8/15/13

Introduction to high-level multithreading in C++ via Intel TBB library


"The free lunch is over!"
"Multithreading is hard!"
"Amdahl's law will find and punish you!.."

You've probably already heard these maxims. Moms use them to scare kids who are throwing spaghetti all over the table and using global variables all day long. 

And you know it's fair since by now you've learned (the hard way, presumably) that writing parallel software is indeed a complex endeavor. Or is it? 

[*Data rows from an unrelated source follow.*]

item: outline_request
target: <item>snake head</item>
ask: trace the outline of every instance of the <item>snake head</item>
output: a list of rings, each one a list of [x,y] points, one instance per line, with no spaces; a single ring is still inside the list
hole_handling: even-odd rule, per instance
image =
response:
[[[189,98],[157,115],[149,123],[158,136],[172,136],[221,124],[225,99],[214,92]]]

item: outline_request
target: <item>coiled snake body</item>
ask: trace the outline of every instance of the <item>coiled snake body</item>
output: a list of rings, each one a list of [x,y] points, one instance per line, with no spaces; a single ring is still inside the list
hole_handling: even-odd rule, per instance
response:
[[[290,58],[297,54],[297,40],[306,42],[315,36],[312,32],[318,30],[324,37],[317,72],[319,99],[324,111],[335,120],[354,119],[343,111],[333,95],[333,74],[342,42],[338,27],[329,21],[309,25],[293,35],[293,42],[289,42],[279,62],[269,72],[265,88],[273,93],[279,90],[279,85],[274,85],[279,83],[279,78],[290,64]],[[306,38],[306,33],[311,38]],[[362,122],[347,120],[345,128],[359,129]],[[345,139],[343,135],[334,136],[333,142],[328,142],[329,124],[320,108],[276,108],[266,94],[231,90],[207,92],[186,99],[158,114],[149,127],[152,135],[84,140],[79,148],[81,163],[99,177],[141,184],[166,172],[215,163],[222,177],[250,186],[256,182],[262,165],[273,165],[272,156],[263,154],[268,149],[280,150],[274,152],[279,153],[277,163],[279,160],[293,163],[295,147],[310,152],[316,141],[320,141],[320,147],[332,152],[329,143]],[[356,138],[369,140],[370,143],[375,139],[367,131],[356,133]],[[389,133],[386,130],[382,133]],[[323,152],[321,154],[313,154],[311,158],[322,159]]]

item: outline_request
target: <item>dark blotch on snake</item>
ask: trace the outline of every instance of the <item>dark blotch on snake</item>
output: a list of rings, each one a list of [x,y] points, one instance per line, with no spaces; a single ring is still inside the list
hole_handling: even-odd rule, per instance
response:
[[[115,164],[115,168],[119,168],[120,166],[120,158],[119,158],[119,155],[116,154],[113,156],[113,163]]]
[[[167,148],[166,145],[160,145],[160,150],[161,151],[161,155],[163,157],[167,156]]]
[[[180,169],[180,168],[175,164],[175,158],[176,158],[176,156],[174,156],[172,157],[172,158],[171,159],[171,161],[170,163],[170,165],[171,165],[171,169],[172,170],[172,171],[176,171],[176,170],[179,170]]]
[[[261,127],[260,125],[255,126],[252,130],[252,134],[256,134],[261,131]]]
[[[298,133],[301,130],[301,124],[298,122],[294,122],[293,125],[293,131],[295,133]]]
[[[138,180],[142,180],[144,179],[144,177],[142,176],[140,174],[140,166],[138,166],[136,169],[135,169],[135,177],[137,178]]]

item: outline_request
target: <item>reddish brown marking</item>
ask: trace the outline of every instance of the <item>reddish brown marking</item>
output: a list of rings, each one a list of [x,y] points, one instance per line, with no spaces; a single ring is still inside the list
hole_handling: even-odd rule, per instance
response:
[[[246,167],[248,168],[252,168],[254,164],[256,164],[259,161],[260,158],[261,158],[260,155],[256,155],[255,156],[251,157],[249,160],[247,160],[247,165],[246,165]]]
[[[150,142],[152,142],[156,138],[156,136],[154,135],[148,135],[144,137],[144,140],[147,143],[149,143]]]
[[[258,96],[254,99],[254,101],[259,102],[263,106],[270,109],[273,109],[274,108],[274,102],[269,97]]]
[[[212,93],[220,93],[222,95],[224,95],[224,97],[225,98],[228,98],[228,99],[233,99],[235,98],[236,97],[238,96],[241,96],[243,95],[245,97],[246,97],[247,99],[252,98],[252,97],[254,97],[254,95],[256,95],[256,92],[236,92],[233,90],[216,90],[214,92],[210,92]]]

There is a practical observation that a software problem's complexity is at least twofold:
  • "Inherent" or unavoidable complexity that is at the essence of the problem.
  • "Accidental" complexity which covers the work that does not really have much to do with the problem at hand but needs doing anyway.
People have been developing new programming techniques, higher level languages, design patterns, frameworks and methodologies; all in order to mitigate the accidental complexity and to be able to focus only on the essential parts, thus improving productivity and reducing development risks. 

Would it be possible to sweep under the rug some of the work that makes multithreaded programming so complex? 

It turns out that this is exactly what the Intel Threading Building Blocks (Intel® TBB) library can help with and so, to illustrate where this is leading, let us first consider a simple problem.

 

The Game of Life

Say we are implementing a classic Artificial Intelligence simulation, Conway's Game of Life, which is defined by simple rules.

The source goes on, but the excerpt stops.